Stefanie Sycholt’s Themba: A Boy Called Hope, is to receive the Cinema for Peace Honorary Award for raising awareness for the fight against Aids on 19 September at the “Special evening for Africa’ event in New York.
This is the 6th award that Themba has won since the film was first presented to the public internationally in June 2010. Apart from being voted best film at a number of festivals, it also won the UNICEF Child Rights Film Award.
This South African-German co-production was produced by Brigid Ölen and Marlow de Mardt of DO Productions in South Africa and written and directed by South African-bord Munich based Sycholt.

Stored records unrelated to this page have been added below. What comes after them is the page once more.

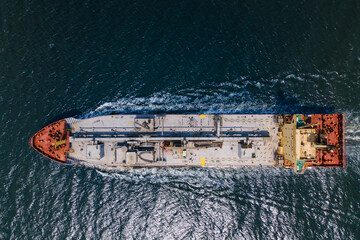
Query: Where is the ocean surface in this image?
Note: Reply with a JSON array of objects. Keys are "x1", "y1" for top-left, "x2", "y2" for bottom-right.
[{"x1": 1, "y1": 0, "x2": 360, "y2": 239}]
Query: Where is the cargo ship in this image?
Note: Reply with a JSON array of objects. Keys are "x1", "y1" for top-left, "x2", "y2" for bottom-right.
[{"x1": 30, "y1": 114, "x2": 345, "y2": 174}]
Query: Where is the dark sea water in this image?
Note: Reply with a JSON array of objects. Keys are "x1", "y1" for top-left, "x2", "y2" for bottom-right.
[{"x1": 1, "y1": 0, "x2": 360, "y2": 239}]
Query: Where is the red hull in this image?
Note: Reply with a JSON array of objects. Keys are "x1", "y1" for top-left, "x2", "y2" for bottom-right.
[{"x1": 30, "y1": 119, "x2": 69, "y2": 163}]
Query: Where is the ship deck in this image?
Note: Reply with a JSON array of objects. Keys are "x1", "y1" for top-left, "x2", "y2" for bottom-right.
[{"x1": 65, "y1": 114, "x2": 280, "y2": 168}]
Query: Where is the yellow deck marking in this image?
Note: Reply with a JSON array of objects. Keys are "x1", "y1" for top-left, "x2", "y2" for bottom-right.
[
  {"x1": 201, "y1": 158, "x2": 205, "y2": 166},
  {"x1": 200, "y1": 114, "x2": 205, "y2": 118},
  {"x1": 51, "y1": 140, "x2": 67, "y2": 146}
]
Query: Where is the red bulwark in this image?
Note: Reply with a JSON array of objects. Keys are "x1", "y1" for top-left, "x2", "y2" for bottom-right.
[
  {"x1": 311, "y1": 114, "x2": 345, "y2": 167},
  {"x1": 30, "y1": 120, "x2": 69, "y2": 163}
]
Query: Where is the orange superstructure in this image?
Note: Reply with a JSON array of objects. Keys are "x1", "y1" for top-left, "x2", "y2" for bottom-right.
[{"x1": 30, "y1": 119, "x2": 69, "y2": 163}]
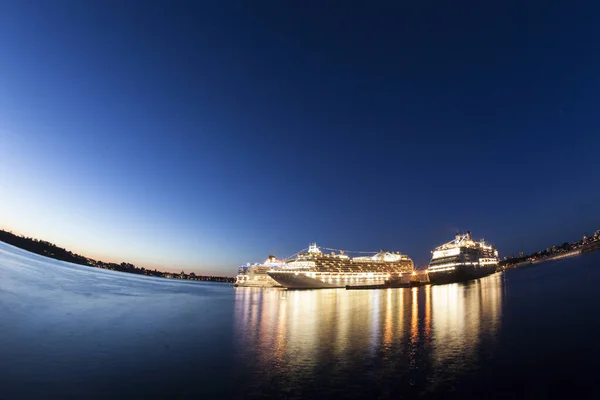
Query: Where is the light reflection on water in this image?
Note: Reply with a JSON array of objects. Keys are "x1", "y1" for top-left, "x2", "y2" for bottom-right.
[
  {"x1": 233, "y1": 274, "x2": 504, "y2": 398},
  {"x1": 4, "y1": 240, "x2": 600, "y2": 399}
]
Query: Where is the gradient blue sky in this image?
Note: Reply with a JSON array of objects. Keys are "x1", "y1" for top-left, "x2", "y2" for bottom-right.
[{"x1": 1, "y1": 1, "x2": 599, "y2": 275}]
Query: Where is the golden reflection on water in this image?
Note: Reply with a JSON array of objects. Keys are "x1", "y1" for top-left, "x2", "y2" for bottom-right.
[
  {"x1": 273, "y1": 294, "x2": 287, "y2": 365},
  {"x1": 410, "y1": 287, "x2": 419, "y2": 343},
  {"x1": 424, "y1": 284, "x2": 431, "y2": 339},
  {"x1": 234, "y1": 274, "x2": 504, "y2": 389},
  {"x1": 383, "y1": 289, "x2": 393, "y2": 347},
  {"x1": 429, "y1": 273, "x2": 503, "y2": 368}
]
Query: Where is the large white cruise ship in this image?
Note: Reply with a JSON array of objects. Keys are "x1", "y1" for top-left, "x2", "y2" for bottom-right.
[
  {"x1": 427, "y1": 232, "x2": 499, "y2": 284},
  {"x1": 267, "y1": 243, "x2": 414, "y2": 289}
]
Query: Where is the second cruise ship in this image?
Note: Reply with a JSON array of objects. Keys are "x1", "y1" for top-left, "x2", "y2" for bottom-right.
[
  {"x1": 234, "y1": 255, "x2": 284, "y2": 287},
  {"x1": 427, "y1": 232, "x2": 499, "y2": 284},
  {"x1": 267, "y1": 243, "x2": 414, "y2": 289}
]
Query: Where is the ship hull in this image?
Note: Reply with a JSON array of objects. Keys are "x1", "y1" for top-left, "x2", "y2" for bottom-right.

DO Productions has partnered with Cinema for Peace to roll-out the Themba Grassroots Campaign which will take Themba to a broad audience throughout South Africa, reaching far beyond the cinemas into areas where people affected by HIV/AIDS will be able to have access to the film.
The Cinema for Peace Honorary Award is supported by Sir Bob Geldof, who calls the awards “the Oscars with Brains’. The Co-chair of the UN MDG (Millennium Development Goals) Advocacy Group Paul Kagame and the President of Ruanda will address the “Special evening for Africa’ audience with a Keynote Speech.
Cinema for Peace has been a worldwide initiative since 2002, promoting humanity through film and showcasing cinematic work, which highlights the human condition and human values. The Honorary Award is bestowed on a film or a person for outstanding commitment and dedication to peace building and human rights.
Jaka Bizilj, Chairman of the Board and Founder of the Cinema for Peace Foundation said: “Themba is a wonderful and entertaining film, that strikes a cord with its audience. With its themes of family, poverty and soccer the film is able to tell a story about Aids that entertains and educates the audience at the same time. It’s an emotional plea for an open way of dealing with Aids.’
Former Cinema For Peace award-winners and presenters include Nobel Peace Prize Laureate Mikhail Gorbachev, filmmakers such as Clint Eastwood and Michael Winterbottom and actors such as George Clooney and Ben Kingsley.